The CoMetro6000 serves laboratories across food safety, environmental monitoring, pharmaceutical QC/QA, clinical diagnostics, and agrochemical R&D. It is routinely deployed in accredited testing facilities performing residue analysis per EU Regulation (EC) No 396/2005, drinking water testing per EPA Method 544 (microcystins), veterinary drug residue quantification per CAP guidelines, and newborn screening programs for inborn errors of metabolism. Its flexibility accommodates both single-reagent (e.g., ninhydrin for primary amines) and sequential dual-reagent chemistries (e.g., OPA/FMOC for primary/secondary amine differentiation), making it suitable for complex matrices such as infant formula, animal feed, plasma, urine, soil extracts, and wastewater influents.

FAQ

What types of detectors are compatible with the CoMetro6000?
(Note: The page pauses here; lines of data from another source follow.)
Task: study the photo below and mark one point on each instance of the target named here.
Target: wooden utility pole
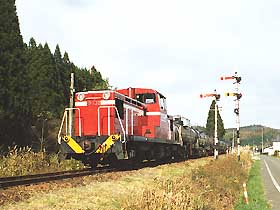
(236, 109)
(71, 103)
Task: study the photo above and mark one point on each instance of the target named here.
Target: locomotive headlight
(106, 95)
(81, 96)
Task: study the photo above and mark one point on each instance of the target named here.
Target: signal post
(216, 97)
(236, 109)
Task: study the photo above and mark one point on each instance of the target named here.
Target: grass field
(201, 184)
(255, 191)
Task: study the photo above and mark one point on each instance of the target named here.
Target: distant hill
(252, 135)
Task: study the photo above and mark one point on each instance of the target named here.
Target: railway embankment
(193, 184)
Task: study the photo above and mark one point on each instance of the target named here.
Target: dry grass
(23, 161)
(194, 184)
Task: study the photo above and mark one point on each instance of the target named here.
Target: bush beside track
(193, 184)
(255, 190)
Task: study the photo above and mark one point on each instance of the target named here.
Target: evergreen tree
(14, 99)
(210, 125)
(63, 69)
(47, 90)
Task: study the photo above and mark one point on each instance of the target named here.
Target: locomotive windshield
(147, 98)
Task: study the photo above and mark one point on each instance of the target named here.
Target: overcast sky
(179, 47)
The system interfaces seamlessly with fluorescence detectors (FLD), UV-Vis absorbance detectors, and electrospray ionization (ESI) sources for LC-MS/MS—provided appropriate solvent compatibility and post-derivatization flow splitting is implemented.
Can the CoMetro6000 be used for GMP-regulated manufacturing release testing?
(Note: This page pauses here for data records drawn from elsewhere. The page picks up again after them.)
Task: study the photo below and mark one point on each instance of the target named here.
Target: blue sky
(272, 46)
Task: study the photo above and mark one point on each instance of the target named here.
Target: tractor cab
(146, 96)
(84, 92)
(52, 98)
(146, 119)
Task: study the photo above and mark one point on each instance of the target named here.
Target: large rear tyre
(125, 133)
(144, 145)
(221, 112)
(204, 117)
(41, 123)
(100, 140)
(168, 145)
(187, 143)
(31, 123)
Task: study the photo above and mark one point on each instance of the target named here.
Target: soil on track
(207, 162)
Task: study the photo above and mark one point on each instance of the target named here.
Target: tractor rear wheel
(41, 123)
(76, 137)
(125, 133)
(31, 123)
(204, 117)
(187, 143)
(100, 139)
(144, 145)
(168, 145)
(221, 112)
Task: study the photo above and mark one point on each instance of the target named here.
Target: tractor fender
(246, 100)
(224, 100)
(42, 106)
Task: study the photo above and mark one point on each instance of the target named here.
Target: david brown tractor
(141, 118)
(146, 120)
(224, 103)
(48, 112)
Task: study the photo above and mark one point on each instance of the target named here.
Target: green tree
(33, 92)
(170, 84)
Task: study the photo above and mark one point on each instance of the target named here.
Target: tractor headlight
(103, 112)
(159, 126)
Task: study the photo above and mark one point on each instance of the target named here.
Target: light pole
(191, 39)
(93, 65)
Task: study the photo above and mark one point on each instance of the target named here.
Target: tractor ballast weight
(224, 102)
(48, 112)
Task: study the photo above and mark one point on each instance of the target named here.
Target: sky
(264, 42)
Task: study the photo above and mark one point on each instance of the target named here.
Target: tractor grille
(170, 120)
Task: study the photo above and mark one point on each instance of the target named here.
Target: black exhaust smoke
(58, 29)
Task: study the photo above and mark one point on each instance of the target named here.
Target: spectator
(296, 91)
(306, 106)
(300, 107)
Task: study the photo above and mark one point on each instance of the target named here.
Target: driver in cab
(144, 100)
Yes—when operated within a validated method, with documented IQ/OQ/PQ, and integrated into a Part 11–compliant CDS, the CoMetro6000 meets GMP requirements for instrument qualification and data integrity.
Is tubing replacement required after each derivatization reagent change?
No—full PEEK fluidic construction and integrated auto-purge functionality allow safe reagent switching without manual line flushing or tubing replacement, minimizing carryover and maintenance overhead.
How is temperature stability verified during routine operation?
Built-in NIST-traceable RTD sensors provide continuous feedback; users may perform periodic verification using calibrated external thermocouple probes inserted into auxiliary ports—procedures aligned with ASTM E2582 and ISO/IEC 17025 calibration guidelines.
Does the system support gradient-compatible derivatization?
Yes—RS232-triggered temperature and flow modulation allows dynamic adjustment synchronized with HPLC gradient profiles, essential for optimizing derivatization efficiency across elution windows with varying solvent composition.